DESCRIPTION (provided by applicant): Archaeal histones share a common ancestry with the histone-folds of the eukaryotic nucleosome cores histones and subunits of many large eukaryotic transcription factors. The histone fold is a structural motif that directs dimer formation, and archaeal histones form homodimers and heterodimers but eukaryotic histone folds now form only heterodimers. Archaeal histones also bind DNA and assemble into complexes spontaneously and individually, and can wrap DNA in either a negative or positive supercoil. They therefore provide a unique opportunity, and a practical experimental system to establish the molecular determinants of histone:histone and histone:DNA interactions. The experiments proposed will generate a detailed structural understanding of histone fold partner specificity, histone-DNA affinity, the positioning of histone assembly, and the determinants of the direction of DNA supercoiling. These are all issues of central and fundamental importance to understanding genome organization and the roles of histones and histone foldcontaining complexes in regulating gene expression in Eukaryotes, and in Archaea. The information gained will also be of importance in understanding how defects in these molecular assemblies and interactions negatively impact human development and health. We have established that different archaeal histone assemblies have sequence-dependent differences in DNA affinity, and this suggests an entirely novel concept for gene regulation based on alternative histone dimer assembly. Chromatin immunoprecipitation coupled with DNA microarray hybridization will be used to investigate this new idea, and to test the hypothesis that this archaeal histone regulatory system was the foundation for eukaryotic genome silencing and gene regulation by positioned nucleosome assembly.

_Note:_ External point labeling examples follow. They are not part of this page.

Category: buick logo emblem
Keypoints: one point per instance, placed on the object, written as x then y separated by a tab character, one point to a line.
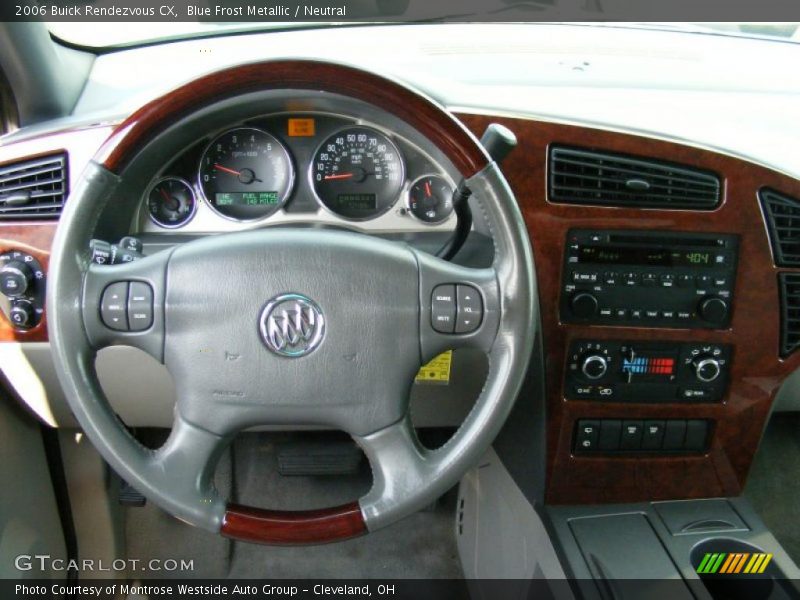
292	325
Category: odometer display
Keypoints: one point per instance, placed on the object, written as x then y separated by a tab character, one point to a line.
246	174
357	173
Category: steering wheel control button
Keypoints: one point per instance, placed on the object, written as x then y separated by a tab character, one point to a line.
292	325
22	314
443	308
15	278
469	309
113	306
140	306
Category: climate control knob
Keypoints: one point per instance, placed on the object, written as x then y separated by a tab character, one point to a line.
713	309
594	366
706	368
583	305
22	314
15	278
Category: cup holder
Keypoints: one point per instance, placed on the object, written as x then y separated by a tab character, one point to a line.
771	584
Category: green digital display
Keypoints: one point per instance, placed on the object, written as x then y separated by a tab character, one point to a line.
357	201
660	257
247	199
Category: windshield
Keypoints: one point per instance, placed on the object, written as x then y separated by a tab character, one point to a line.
127	34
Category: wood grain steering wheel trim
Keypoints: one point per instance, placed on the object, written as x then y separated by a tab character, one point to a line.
278	527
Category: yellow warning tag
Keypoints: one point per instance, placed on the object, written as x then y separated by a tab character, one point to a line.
436	371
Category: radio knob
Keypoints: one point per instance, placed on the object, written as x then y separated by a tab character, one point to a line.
583	305
706	368
15	278
713	309
594	366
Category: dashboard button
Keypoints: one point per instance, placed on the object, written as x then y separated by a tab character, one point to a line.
703	281
443	308
696	432
610	431
469	309
140	306
113	306
674	435
588	435
631	438
694	393
653	435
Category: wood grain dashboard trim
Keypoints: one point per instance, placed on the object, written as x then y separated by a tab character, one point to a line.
757	370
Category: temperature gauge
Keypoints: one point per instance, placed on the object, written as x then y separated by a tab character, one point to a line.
171	202
430	199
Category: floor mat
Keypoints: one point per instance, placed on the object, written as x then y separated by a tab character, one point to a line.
773	486
421	546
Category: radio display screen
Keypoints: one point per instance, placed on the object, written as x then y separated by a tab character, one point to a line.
661	257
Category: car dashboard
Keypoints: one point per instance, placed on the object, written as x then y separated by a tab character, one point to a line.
668	278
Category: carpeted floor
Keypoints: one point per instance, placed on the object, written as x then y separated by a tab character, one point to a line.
773	486
421	546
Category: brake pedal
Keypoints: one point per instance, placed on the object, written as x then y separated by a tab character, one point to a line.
319	458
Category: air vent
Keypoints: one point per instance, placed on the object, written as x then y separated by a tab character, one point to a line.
783	222
33	189
579	176
790	312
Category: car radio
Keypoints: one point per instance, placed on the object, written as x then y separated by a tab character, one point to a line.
645	371
649	279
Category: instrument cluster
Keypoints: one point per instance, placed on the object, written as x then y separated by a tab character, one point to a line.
306	166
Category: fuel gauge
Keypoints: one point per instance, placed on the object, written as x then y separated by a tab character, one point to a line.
430	199
171	202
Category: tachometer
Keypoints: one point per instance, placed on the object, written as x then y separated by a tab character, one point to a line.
357	173
246	174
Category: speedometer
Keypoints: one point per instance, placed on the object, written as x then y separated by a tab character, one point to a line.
246	174
357	173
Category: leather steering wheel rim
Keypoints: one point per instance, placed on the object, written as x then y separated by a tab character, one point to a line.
179	476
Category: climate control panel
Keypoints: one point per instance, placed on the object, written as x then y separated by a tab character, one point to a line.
627	371
22	281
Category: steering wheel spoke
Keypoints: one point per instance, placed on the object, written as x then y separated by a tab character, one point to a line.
124	304
181	473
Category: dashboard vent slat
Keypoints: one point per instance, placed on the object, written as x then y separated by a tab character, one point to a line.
790	312
579	176
782	214
33	188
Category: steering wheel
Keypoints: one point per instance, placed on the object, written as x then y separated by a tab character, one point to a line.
290	326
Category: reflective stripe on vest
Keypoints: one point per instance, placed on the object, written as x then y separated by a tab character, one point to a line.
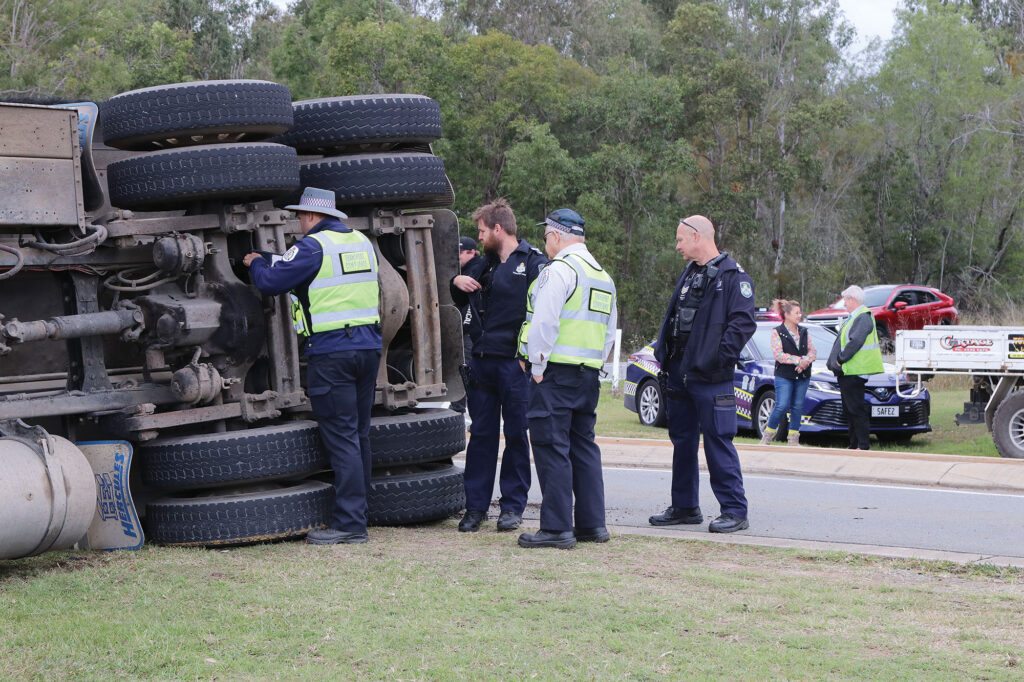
345	291
868	358
583	323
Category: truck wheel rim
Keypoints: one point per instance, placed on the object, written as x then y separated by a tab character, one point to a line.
650	402
764	413
1017	429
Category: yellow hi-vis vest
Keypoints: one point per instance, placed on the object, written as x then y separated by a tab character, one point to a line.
298	316
868	358
345	291
583	323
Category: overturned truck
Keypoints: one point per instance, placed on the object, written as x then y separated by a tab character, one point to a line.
145	386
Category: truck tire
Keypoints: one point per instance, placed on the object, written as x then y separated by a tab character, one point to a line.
287	451
1008	426
416	438
185	114
240	517
174	178
325	126
395	179
416	495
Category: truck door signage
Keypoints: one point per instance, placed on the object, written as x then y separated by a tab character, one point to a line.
1016	346
963	344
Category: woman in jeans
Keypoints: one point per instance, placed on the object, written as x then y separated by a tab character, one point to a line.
794	355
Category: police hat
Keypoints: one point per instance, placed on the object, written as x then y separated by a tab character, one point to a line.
566	220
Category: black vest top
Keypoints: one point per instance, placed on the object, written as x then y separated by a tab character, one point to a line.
790	371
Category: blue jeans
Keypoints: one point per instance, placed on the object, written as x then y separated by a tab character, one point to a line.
788	398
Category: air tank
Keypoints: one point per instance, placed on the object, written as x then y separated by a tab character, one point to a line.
49	501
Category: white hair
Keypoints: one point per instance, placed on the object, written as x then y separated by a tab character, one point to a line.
854	292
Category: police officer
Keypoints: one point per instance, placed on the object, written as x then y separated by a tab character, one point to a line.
332	271
570	327
709	321
498	388
854	356
471	264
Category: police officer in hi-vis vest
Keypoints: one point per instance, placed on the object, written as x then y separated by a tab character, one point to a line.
854	356
569	329
332	271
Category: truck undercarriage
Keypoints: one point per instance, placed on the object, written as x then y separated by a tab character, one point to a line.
126	314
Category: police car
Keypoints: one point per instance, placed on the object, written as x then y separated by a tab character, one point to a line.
893	418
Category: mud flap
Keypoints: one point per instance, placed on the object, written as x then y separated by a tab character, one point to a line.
115	525
92	189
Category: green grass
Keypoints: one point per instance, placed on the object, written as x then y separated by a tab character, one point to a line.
945	438
432	603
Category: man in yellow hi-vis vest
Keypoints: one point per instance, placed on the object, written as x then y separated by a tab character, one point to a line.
855	355
332	271
569	329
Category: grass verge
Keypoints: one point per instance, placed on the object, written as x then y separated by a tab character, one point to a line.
431	603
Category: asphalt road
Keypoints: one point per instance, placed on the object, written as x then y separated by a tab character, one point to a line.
808	509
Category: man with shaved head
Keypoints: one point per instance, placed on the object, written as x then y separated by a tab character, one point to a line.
709	321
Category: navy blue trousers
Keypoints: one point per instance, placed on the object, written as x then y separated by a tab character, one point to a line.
562	414
858	415
499	391
341	391
710	410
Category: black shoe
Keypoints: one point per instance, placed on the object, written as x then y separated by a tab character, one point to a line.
674	515
563	540
335	537
728	523
471	521
509	520
598	535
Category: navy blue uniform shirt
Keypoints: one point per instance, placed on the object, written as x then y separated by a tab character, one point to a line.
294	272
722	326
501	303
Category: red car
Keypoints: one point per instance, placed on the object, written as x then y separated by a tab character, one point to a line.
894	307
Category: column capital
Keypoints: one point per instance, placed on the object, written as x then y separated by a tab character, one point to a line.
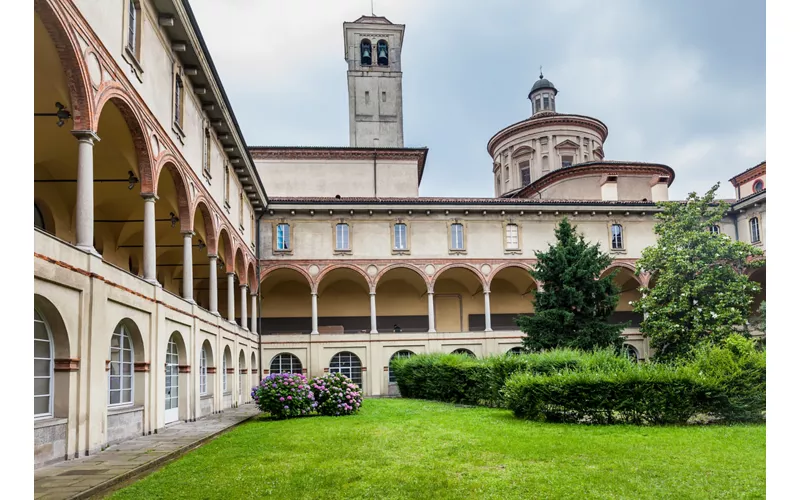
87	136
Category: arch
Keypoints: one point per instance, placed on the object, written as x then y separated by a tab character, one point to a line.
403	266
440	272
185	213
114	93
336	267
75	72
208	223
285	362
348	364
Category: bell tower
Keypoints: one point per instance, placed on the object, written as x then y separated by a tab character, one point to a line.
372	47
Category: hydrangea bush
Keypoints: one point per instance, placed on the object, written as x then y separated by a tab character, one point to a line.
284	395
336	395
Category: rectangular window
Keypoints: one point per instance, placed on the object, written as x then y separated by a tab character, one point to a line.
525	173
227	185
616	237
512	236
400	240
178	100
342	237
755	233
282	238
207	152
456	237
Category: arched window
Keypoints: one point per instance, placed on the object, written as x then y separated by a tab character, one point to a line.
383	53
38	218
348	364
755	233
464	351
398	355
42	367
617	242
203	371
366	53
120	372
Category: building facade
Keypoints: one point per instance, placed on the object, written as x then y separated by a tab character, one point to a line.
174	264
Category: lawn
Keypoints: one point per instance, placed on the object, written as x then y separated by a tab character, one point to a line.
398	448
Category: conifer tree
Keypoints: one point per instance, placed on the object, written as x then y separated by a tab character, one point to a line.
575	305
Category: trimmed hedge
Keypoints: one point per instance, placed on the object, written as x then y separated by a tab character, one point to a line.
457	378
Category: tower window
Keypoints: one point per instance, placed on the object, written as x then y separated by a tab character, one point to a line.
366	53
525	173
616	237
383	53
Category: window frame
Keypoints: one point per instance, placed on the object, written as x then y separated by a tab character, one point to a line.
750	226
336	248
611	237
124	334
38	316
450	237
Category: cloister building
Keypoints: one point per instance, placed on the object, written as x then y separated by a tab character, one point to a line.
175	264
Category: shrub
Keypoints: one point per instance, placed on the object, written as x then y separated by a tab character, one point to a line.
284	395
336	395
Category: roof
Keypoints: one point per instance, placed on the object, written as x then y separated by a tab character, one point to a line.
420	155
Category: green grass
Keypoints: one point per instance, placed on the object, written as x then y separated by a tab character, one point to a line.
397	448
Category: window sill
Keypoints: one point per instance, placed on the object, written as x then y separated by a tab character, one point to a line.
44	422
131	59
119	410
178	131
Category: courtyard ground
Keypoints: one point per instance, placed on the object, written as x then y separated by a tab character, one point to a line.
398	448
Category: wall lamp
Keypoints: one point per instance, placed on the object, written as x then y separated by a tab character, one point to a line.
62	114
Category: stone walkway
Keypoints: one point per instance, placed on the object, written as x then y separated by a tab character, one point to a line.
90	476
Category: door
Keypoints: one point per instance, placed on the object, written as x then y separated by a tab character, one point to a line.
171	393
447	313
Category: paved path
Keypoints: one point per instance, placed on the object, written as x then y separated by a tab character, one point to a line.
88	476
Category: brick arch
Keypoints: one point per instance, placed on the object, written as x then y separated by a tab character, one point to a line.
208	221
224	234
181	188
75	72
477	273
293	267
403	266
519	265
114	93
333	267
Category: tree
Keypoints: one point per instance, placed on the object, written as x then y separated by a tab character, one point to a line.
701	293
574	307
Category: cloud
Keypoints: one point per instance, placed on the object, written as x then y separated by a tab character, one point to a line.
669	91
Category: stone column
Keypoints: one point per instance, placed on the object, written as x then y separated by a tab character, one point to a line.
212	285
314	327
231	299
373	317
84	207
243	300
188	275
253	315
149	250
431	318
487	310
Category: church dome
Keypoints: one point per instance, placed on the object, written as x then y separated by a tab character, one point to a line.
542	83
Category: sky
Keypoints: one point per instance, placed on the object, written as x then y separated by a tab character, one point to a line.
679	82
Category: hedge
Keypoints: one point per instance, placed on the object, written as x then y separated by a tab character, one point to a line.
458	378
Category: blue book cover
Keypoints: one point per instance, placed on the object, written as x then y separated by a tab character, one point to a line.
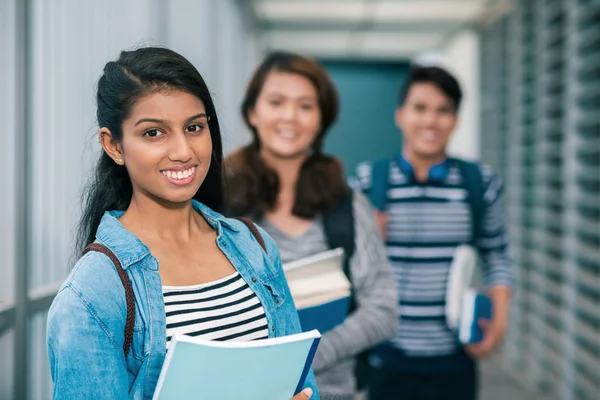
320	289
273	369
324	317
474	306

描述（由申请人提供）：真核细胞组蛋白与真核细胞核小体核心组蛋白和许多大的真核细胞转录因子的亚基的组蛋白折叠具有共同的祖先。组蛋白折叠是指导二聚体形成的结构基序，古细菌组蛋白形成同源二聚体和异源二聚体，但真核生物组蛋白折叠现在只形成异源二聚体。微囊膜组蛋白也能结合DNA并自发地和单独地组装成复合物，并且可以将DNA包裹在负超螺旋或正超螺旋中。因此，他们提供了一个独特的机会，和一个实用的实验系统，以建立组蛋白：组蛋白和组蛋白：DNA相互作用的分子决定簇。提出的实验将产生一个详细的结构理解组蛋白折叠伴侣特异性，组蛋白-DNA亲和力，组蛋白组装的定位，和DNA超螺旋方向的决定因素。这些都是理解基因组组织和组蛋白和组蛋白foldcontaining复合物在调节真核生物基因表达中的作用的核心和根本重要性的问题，在Eukaryotes，并在Escherea。获得的信息也将是重要的，在了解这些分子组装和相互作用的缺陷如何负面影响人类的发展和健康。我们已经建立了不同的古细菌组蛋白组件具有DNA亲和力的序列依赖性差异，这表明了一个全新的概念，基因调控的基础上替代组蛋白二聚体组装。染色质免疫沉淀结合DNA微阵列杂交将被用来调查这一新的想法，并测试假设，这古组蛋白调控系统是真核基因组沉默和基因调控的基础定位核小体组装。